Australian bushranger.
Ben Hall was the fourth child and third son of former convicts Benjamin Hall and Eliza Somers (both transported for petty crimes), who met as convicts: they married in 1834, after Eliza was granted freedom and two years after Benjamin had received his ticket-of-leave. Benjamin worked first as a station overseer and, after the cattle were moved following a severe drought, as a butcher and grocer in Murrurundi, then a newly created town in the Upper Hunter.
Hall moved with his father and some siblings down to the Lachlan River area when he was about thirteen: he worked with cattle and horses, and became an expert stockman. He married young, in 1856, to Bridget ('Biddy') Walsh, and later had one son.
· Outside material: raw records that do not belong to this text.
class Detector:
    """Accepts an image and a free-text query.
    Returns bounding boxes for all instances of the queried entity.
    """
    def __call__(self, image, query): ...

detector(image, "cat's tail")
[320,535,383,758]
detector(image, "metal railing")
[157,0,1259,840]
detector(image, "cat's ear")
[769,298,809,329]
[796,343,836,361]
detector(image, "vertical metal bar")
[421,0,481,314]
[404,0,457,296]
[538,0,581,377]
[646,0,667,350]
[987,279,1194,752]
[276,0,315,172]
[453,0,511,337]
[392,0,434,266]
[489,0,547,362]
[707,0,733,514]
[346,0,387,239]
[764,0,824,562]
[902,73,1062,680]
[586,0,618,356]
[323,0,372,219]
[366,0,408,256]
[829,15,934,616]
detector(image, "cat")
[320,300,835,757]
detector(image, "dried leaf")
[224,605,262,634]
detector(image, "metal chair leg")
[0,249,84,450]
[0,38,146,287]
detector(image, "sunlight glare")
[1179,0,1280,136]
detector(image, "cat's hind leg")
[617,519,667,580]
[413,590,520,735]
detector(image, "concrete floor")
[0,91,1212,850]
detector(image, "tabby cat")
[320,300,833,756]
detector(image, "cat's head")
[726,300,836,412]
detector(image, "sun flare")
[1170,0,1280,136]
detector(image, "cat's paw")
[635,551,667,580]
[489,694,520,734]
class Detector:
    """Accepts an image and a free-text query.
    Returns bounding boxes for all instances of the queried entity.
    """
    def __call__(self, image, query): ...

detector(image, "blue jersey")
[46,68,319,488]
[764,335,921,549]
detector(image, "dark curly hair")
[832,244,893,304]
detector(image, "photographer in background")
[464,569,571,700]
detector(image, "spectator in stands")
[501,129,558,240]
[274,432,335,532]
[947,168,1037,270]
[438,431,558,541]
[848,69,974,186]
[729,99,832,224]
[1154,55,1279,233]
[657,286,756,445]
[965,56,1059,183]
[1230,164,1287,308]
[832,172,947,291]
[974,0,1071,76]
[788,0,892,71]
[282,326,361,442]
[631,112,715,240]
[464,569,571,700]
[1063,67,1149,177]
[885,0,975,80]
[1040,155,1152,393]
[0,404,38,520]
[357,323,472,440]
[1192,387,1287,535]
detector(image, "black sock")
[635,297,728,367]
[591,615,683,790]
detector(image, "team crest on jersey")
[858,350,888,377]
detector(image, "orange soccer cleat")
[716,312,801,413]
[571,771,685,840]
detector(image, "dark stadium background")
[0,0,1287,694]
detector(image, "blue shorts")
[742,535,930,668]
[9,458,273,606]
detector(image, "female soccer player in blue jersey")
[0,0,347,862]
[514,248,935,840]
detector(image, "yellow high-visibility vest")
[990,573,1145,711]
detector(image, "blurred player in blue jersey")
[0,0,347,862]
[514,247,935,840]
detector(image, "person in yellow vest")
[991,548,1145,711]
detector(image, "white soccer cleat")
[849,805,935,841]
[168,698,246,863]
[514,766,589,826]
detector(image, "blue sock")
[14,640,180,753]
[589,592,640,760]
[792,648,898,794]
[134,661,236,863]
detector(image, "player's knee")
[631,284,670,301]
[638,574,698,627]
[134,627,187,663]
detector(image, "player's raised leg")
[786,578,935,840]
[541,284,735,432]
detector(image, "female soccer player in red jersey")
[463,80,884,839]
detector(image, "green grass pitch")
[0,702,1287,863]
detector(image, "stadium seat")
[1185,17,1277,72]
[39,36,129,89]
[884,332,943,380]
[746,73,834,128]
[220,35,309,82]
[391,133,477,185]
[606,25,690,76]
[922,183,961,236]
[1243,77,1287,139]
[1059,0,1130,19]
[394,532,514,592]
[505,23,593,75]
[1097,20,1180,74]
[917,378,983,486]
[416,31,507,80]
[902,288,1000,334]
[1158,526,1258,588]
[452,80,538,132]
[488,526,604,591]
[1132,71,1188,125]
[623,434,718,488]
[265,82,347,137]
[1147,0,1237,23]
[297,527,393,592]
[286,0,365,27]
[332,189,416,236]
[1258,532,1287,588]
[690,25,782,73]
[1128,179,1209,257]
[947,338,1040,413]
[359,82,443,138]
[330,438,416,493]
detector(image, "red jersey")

The marriage disintegrated in the early 1860s, and Biddy left in early 1862 to live with another stockman, James Taylor. By April 1862, Ben was arrested for armed robbery, in association with Frank [Christie] Gardiner. The charge was dismissed, but in June of the same year, Hall, Gardiner, and others robbed a gold escort. He was arrested again, and again released, but the mounting legal costs forced a lease of his grazing property, which in turn increased financial pressures and reinforced Hall's inclination for bushranging.
In late 1864 and early 1865, two policemen were shot and killed by Hall's associates during robberies. This, combined with the prolific nature of the gang's activities since 1863, prompted New South Wales parliament to push through the Felons Apprehension Act, declaring Hall and his associates 'outlaws', and allowing then to be killed without arrest and trial.
In May 1865, Ben Hall, separated from his companions, was ambushed and fatally shot by a group of eight policemen.
Hall's career as a bushranger and his death remain the subject of intense interest, in part because he is perceived as a romantic figure driven into crime by the breakdown of his marriage, and in part because while his associates committed murders, Hall himself did not. These factors help make Hall one of the most popular figures (after Ned Kelly) in Australian bushranging narratives: as well as a number of very early Australian films, he was also the focus of the BBC / ABC/ 20th Century Fox co-production Ben Hall (1975), starring Jon Finch, and the 2016 Australian film The Legend of Ben Hall.